Python fast check if any item from set a is in set b

Question

I want optimize code and learn python speed (behaviour). Can you show the fastest way to compare two sets/dicts to find if any duplicate inside.

I do some research but still not sure if it final solution.

from timeit import Timer
import random

random.seed(1)
x = 10

a = dict(zip(random.sample(range(x), x), random.sample(range(x), x)))
b = dict(zip(random.sample(range(x), x), random.sample(range(x), x)))

def setCompare():
  return len(set(a) & set(b)) > 0

def setDisjointCompare():
  return set(a).isdisjoint(set(b))

def dictCompare():
  for i in a:
    if i in b:
      return False
  return True

print Timer(setCompare).timeit()
print Timer(setDisjointCompare).timeit()
print Timer(dictCompare).timeit()

Current results is:

3.95744682634
2.87678853039
0.762627652397

Answer 1

The comments are correct that you are measuring inconsistently, and I'll show you why. With your current code, I got similar results:

1.44653701782
1.15708184242
0.275780916214

If we change dictCompare() to the following:

def dictCompare():
    temp = set(b)
    for i in set(a):
        if i in temp:
            return False
        return True

We get this result instead:

1.46354103088
1.14659714699
1.09220504761

This time, they are all similar (and slow) because the majority of the time is spent in constructing the sets. By including the set creation in your timing of your first two methods while having the third method utilize existing objects, you were introducing inconsistency.

In your comments, you said you want to exclude the time it takes to create the objects you're going to compare. So lets do this in a consistent way:

# add this below the definitions of a and b
c = set(a)
d = set(b)

# change setCompare and setDisjointCompare()

def setCompare():
    return len(c & d) > 0

def setDisjointCompare():
    return c.isdisjoint(d)

# restore dictCompare() so it matches the OP

Now we get this result:

0.518588066101
0.196290016174
0.269541025162

We've evened the playing field by making all three methods use existing objects. The first two use existing sets, the third uses existing dictionaries. It should come as no surprise that the built-in method (#2) is now the fastest. But remember that we had to take the time to generate the sets before using it, so even though the isdisjoint() method is the fastest, changing our dictionaries to sets just for a comparison is actually going to be slower than the third method, if all we want is a dictionary comparison in the first place.
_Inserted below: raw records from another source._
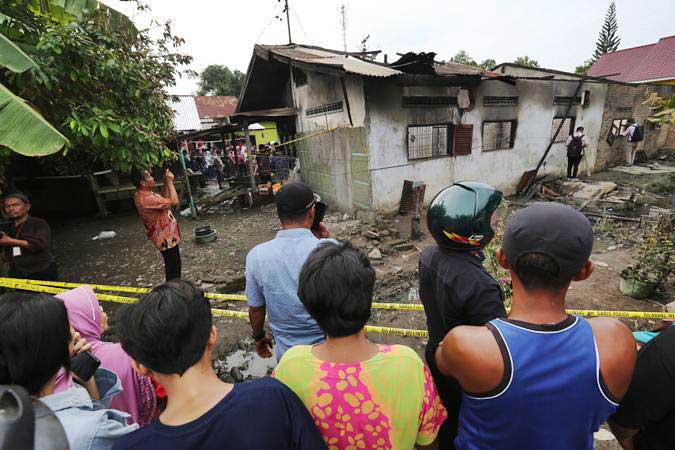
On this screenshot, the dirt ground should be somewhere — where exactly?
[52,153,675,449]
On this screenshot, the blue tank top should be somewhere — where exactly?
[455,316,618,450]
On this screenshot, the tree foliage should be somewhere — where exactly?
[593,1,621,62]
[197,64,246,97]
[452,50,478,67]
[513,56,539,67]
[0,1,192,173]
[574,59,595,75]
[478,58,497,70]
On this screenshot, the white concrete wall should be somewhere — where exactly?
[293,71,365,133]
[365,80,606,211]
There is one more option though, similar to what was suggested in the comments:

def anyCompare():
    return not any(k in b for k in a)
# side note: we want to invert the result because we want to return false once
# we find a common element

Adding this as the fourth method has this result:

0.511568069458
0.196676969528
0.268508911133
0.853673934937

Unfortunately, this appears to be slower than the others, which surprised me. As far as I know any() short-circuits the same way our explicit loop does (according to the docs, so I don't know how we were faster in our explicit loop. I suspect the short-circuit may occur later with the any() call since we invert the result at the end, rather than having the negation occur in the loop where we can return immediately when the false condition is encountered.

Among these options, the explicit loops in dictCompare() appear to be the fastest way to check if there are overlapping keys in dictionaries.

BTW, the first method you're using also needs to have its result inverted to be consistent with the others, assuming you want to return False when there is overlap, the same way isdisjoint() does.